I've got a Gibraltar version of the one on top.  Being a bit faster is nice but the main reason I got it was to keep from having a nasty little accident.

Once, I had left the original "crank" attached to my 6" Kurt.  I was doing a number of different pieces and was swapping them in and out of the jaws quite a bit.  I had my table moving along the X-axis while milling and the end of the crank handle became jammed in the way dovetail on top of the knee.  Fortunately I was just cranking the table by hand so it was a very light "jam".  If I had been using the power feed it would have been very ugly.

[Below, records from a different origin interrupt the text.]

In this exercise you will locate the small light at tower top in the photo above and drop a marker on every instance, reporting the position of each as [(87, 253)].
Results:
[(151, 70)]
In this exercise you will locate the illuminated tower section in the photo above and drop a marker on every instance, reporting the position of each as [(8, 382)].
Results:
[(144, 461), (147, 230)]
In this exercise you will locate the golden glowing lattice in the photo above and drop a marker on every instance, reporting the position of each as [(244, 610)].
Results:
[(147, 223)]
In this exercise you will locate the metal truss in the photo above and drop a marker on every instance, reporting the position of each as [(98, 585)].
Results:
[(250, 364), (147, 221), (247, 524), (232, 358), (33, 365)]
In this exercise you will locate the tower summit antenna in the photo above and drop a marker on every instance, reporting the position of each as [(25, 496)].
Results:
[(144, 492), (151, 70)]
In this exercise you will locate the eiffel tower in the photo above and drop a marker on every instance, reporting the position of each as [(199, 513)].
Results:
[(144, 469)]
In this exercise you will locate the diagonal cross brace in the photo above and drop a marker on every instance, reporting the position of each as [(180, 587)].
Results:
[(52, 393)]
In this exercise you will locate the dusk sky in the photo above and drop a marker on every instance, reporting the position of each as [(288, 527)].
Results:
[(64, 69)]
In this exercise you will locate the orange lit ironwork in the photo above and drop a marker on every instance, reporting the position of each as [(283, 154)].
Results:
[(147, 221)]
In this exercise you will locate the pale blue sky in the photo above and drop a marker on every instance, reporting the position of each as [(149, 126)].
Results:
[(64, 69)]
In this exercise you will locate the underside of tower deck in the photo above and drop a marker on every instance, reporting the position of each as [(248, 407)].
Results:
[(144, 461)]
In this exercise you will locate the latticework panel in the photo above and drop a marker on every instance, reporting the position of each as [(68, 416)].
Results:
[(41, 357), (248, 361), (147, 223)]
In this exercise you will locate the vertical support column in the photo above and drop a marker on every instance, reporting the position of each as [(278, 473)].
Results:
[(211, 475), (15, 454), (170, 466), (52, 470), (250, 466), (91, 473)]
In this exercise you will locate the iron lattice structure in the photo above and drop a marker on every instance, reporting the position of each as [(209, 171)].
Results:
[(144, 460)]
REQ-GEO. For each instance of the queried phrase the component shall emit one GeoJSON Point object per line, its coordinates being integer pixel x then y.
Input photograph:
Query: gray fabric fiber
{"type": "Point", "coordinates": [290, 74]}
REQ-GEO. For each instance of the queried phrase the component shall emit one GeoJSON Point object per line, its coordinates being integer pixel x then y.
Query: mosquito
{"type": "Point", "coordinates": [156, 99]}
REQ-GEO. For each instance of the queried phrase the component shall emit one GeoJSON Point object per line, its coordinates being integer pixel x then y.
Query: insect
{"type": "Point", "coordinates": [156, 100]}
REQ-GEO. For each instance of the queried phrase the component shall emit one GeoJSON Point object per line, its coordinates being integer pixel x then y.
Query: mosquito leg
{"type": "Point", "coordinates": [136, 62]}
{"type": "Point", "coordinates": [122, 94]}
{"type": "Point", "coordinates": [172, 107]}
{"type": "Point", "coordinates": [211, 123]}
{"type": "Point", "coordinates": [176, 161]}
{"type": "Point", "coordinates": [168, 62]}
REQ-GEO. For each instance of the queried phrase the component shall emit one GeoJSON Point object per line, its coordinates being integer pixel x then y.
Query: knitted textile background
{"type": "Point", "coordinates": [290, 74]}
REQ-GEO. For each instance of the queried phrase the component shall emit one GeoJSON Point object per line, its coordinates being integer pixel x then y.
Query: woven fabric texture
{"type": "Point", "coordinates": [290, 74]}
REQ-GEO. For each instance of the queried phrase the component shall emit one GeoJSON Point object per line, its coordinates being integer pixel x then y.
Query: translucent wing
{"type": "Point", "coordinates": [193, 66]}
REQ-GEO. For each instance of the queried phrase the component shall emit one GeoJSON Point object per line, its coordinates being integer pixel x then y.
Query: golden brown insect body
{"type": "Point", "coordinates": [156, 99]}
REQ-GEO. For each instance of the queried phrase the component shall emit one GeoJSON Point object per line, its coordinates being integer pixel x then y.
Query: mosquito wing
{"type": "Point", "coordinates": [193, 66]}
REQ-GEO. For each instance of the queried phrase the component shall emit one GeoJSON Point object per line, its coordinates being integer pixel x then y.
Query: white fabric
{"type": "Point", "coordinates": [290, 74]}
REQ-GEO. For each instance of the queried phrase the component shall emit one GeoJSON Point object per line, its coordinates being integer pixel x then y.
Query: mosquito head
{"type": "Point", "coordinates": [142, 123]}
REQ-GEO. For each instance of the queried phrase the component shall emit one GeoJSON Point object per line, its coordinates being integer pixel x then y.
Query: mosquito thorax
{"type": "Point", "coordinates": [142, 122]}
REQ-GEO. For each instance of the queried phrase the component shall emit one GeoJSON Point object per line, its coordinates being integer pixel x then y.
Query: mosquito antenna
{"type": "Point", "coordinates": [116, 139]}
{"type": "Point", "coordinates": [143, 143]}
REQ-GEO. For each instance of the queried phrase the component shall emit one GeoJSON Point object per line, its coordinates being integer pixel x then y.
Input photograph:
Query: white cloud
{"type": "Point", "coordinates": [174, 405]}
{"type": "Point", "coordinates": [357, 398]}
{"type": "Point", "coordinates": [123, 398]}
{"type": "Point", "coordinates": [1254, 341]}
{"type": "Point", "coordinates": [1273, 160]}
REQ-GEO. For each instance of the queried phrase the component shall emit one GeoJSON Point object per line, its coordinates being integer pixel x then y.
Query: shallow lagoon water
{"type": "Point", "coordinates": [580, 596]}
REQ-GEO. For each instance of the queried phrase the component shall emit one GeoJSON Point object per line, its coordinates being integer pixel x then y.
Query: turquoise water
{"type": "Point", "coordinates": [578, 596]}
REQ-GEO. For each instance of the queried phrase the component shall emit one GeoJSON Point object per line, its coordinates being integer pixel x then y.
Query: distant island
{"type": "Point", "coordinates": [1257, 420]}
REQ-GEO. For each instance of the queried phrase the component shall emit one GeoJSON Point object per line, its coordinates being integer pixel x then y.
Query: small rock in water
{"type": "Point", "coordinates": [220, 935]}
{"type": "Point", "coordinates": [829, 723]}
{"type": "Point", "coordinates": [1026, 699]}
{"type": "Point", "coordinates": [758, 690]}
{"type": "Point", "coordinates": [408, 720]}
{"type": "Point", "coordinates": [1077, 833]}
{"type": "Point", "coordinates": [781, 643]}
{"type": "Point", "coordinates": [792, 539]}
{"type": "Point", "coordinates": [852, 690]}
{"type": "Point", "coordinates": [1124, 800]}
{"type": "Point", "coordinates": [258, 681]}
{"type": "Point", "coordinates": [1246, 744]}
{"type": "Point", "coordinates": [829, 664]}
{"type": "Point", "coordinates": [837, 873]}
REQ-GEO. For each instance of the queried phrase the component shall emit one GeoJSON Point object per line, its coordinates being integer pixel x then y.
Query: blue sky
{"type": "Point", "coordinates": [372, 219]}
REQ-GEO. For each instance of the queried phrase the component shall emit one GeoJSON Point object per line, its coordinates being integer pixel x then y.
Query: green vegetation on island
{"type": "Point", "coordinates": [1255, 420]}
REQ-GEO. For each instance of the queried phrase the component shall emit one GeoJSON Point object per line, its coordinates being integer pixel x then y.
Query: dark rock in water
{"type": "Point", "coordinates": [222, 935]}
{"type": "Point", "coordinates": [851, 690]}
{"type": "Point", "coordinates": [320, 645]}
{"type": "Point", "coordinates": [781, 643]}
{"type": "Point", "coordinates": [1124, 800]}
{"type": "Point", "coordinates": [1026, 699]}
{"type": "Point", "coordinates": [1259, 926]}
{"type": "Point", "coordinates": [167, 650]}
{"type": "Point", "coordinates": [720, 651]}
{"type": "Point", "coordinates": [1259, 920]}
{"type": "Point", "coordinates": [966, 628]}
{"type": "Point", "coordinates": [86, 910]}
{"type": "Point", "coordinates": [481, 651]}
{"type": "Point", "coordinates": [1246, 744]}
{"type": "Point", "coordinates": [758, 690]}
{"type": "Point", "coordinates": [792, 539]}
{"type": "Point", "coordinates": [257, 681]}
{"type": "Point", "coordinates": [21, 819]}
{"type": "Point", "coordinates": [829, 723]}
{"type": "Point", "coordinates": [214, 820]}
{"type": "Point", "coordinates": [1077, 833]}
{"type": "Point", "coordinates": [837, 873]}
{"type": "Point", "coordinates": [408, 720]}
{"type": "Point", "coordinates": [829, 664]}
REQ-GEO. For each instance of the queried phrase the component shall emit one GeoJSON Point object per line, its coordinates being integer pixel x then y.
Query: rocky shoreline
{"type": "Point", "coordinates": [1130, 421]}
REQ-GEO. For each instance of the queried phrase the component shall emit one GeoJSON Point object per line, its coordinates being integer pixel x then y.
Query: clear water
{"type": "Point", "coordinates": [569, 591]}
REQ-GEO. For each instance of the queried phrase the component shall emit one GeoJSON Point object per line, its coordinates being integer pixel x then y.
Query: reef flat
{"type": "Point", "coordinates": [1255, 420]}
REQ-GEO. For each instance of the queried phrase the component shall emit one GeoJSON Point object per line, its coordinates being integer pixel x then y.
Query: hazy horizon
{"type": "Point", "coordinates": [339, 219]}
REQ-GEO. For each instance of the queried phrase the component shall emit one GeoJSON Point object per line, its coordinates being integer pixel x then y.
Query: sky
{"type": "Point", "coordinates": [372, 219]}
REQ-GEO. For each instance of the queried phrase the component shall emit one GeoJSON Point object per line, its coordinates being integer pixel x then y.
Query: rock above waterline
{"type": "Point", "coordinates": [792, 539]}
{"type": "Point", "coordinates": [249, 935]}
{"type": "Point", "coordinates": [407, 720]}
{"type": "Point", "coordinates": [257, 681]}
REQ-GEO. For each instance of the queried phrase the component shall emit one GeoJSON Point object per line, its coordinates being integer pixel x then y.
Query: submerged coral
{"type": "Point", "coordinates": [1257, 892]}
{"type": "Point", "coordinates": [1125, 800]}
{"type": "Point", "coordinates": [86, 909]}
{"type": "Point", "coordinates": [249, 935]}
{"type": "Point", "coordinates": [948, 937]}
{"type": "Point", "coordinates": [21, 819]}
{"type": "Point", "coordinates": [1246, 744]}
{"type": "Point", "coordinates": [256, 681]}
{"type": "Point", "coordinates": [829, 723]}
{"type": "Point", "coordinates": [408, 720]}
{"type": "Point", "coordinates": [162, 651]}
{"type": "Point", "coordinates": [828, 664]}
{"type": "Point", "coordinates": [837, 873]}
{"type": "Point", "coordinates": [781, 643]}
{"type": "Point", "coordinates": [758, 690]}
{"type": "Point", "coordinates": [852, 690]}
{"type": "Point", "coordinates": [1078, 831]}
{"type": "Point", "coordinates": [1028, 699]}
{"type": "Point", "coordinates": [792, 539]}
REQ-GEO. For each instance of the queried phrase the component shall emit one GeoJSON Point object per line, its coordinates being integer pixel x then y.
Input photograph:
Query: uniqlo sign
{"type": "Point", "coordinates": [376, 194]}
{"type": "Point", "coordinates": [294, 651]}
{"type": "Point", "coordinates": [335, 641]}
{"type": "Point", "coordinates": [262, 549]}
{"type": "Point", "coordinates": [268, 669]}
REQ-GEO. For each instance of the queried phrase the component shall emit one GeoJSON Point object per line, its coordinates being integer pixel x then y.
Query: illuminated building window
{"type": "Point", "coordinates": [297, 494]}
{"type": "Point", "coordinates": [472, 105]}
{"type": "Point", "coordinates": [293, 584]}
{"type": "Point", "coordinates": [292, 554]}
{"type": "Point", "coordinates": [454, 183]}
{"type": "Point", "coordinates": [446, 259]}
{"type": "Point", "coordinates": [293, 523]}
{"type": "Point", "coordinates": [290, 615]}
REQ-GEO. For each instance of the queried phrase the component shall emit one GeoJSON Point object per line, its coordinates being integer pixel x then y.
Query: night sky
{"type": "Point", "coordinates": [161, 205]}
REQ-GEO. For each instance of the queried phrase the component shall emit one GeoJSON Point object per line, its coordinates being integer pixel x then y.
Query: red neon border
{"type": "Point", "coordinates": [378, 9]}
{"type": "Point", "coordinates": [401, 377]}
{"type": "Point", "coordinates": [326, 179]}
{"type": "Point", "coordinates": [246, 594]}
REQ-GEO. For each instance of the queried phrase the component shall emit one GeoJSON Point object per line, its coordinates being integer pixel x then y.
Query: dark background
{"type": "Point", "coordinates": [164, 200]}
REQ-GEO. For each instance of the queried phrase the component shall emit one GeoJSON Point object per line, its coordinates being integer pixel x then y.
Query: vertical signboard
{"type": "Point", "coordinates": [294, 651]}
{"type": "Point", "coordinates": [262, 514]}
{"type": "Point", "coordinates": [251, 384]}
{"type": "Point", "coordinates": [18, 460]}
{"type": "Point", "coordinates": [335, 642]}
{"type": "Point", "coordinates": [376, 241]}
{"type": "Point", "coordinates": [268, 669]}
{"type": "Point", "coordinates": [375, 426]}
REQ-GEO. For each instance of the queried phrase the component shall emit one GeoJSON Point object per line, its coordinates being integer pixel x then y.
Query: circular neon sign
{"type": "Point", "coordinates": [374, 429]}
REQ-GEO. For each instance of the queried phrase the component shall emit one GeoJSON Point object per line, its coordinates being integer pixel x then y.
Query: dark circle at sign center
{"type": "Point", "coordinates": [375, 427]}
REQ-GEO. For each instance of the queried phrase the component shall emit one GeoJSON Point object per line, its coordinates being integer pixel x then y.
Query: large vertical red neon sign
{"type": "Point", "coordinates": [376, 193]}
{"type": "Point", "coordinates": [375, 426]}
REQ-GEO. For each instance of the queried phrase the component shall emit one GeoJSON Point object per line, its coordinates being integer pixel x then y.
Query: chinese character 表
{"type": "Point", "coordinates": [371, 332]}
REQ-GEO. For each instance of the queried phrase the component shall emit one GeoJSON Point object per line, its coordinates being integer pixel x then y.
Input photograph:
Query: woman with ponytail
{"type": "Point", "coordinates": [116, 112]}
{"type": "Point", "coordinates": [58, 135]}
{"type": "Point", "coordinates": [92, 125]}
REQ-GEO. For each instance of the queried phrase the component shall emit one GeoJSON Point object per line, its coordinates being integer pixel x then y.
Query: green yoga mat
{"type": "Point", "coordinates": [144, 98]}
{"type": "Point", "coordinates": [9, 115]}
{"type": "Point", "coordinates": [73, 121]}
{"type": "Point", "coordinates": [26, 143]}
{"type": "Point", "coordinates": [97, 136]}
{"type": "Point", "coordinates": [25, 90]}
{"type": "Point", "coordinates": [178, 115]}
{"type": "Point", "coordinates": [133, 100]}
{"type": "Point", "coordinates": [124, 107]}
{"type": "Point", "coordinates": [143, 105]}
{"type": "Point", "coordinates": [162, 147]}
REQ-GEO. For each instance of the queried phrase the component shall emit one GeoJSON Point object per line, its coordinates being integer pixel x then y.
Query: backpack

That's the day I decided to get myself one of the "speed" handles.

-Ron


----------



## GK1918 (Aug 17, 2013)

Actually mine started life as a 4 way lug wrench, bent with a torch machined a alum end and polished it, painted it gray, looks origional


----------



## Kennyd (Aug 17, 2013)

I bought that same one your top picture shows from eBay, for the $15 and free shipping you can't go wrong.  Who the heck cares if its "practical' or not...it's cool:roflmao:


----------



## fastback (Aug 17, 2013)

I have the triple handle it is much faster than the original and as already said it does not jam up like the original that came with the Kurt vice.


----------



## Frank Ford (Aug 20, 2013)

I did a little test, and I can get just about the same torque with my 3-spoke speed handle as I can with the original Kurt toggle style handle.  But, while it may be called a "speed handle" it just wasn't speedy enough for me when I wanted to run the vise all the way in or out, so I added a little rotating knob near the center:




Now it really speeds, and there's no changeover needed to get full leverage.


----------



## TOOLMASTER (Aug 20, 2013)

FUNNY  i did the opposite to my lathe tailstock.








Frank Ford said:


> I did a little test, and I can get just about the same torque with my 3-spoke speed handle as I can with the original Kurt toggle style handle.  But, while it may be called a "speed handle" it just wasn't speedy enough for me when I wanted to run the vise all the way in or out, so I added a little rotating knob near the center:
> 
> 
> 
> ...


----------



## GK1918 (Aug 20, 2013)

All good thoughts.  But mine has a nasty habit of falling on my foot, so for me I take it off, knee crank too.  Somewhere I remember quote: If you are in a hurry you dont belong in a shop.  True its by the hr.          Speed Kills


----------